Benazir Bhutto croyait aux signes du destin, à l’astrologie et aux devins. Les amateurs de prophétie relèveront sans doute que « la Sultane », qui avait échappé de justesse à un attentat-suicide le jour même de son retour – le 18 octobre 2007, après huit ans d’exil, un kamikaze s’explosait dans la foule de son premier grand rassemblement public à Karachi et tuait près de 150 personnes -, est morte pratiquement au même endroit que son père et mentor adoré, Zulficar Ali Bhutto.

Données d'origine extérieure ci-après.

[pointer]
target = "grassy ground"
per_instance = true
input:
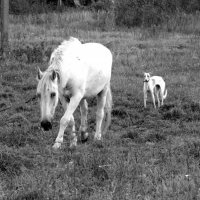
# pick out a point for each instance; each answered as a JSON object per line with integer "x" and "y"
{"x": 147, "y": 154}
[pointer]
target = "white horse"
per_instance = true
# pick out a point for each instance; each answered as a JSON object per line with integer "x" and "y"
{"x": 76, "y": 71}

Président de la république de 1971 à 1973, premier ministre de 1973 à 1977, le flamboyant Zulficar, renversé puis condamné à mort par Zia-ul-Haq, l’un des dictateurs militaires qui ont jalonné l’histoire du Pakistan, fut pendu le 4 avril 1979 à Rawalpindi, ville-satellite d’Islamabad, la capitale, à un jet de pierre du parc public où Benazir a finalement été assassinée par un autre kamikaze, le jeudi 27 décembre 2007. Elle aurait eu 55 ans le 21 juin 2008. Elle laisse derrière elle une fortune évaluée à plusieurs dizaines de millions de dollars, trois enfants, dont le plus âgé a 18 ans, et un époux malade après huit années de prison, entre 1996 et 2004, pour corruption. Elle laisse surtout un pays perclus d’avanies depuis sa création en 1947 dans la partie nord des Indes, et au bord de l’implosion.

Quelques dates

21 juin 1953 Naissance dans la province du Sind (Pakistan)

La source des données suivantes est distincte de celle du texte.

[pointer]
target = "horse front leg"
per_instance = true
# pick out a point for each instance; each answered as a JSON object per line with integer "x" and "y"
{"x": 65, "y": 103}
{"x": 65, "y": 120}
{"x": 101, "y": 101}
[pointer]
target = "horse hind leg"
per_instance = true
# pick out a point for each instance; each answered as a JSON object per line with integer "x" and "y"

4 avril 1979 Exécution de son père à Rawalpindi

1988-1990 puis 1993-1996 Premier ministre du Pakistan

18 octobre 2007 Retour d’exil

27 décembre 2007 Mort à Rawalpindi

 Plus tard, la justice pakistanaise devra expliquer pourquoi celle qu’on appelait indifféremment « l’Héritière », « la princesse du Sind » ou simplement « BB », n’était pas, sachant les menaces qui pesaient sur elle, mieux protégée, mieux conseillée, mieux entourée par ses gardes.

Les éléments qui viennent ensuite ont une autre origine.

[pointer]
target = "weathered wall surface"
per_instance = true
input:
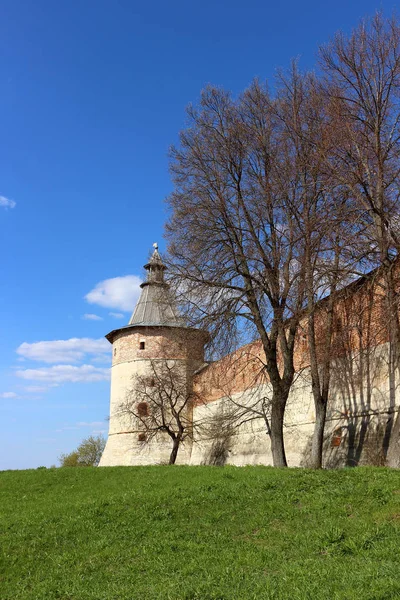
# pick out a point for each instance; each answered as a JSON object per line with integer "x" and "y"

Certains avanceront que la mort rôdait autour de cette femme d’exception depuis au moins vingt-huit années – mort de son père et début de sa carrière politique -, qu’elle y avait déjà échappé à plusieurs reprises et que, depuis sa condamnation à mort par tous les groupes islamistes, talibans, pro-talibans, djihadistes, pro-Al-Qaida, etc., qui pullulent au « Pays des purs » (Pak-i-stan en ourdou), ce n’était qu’une question de temps. Et d’opportunité.

« J’ai préparé ma famille et mes proches à toute éventualité« , confiait Benazir Bhutto juste avant de rentrer chez elle, en octobre. « J’ai mis ma vie en danger et je suis rentrée parce que je sens que ce pays lui-même est en danger », lançait-elle à son public énamouré quelques minutes avant de mourir. Présidente « à vie » du Parti du peuple pakistanais (PPP), la première formation politique nationale, fondée par son père, Benazir Bhutto avait toutes les chances de remporter les élections législatives du 8 janvier et de redevenir, pour la troisième fois de sa carrière, chef du gouvernement.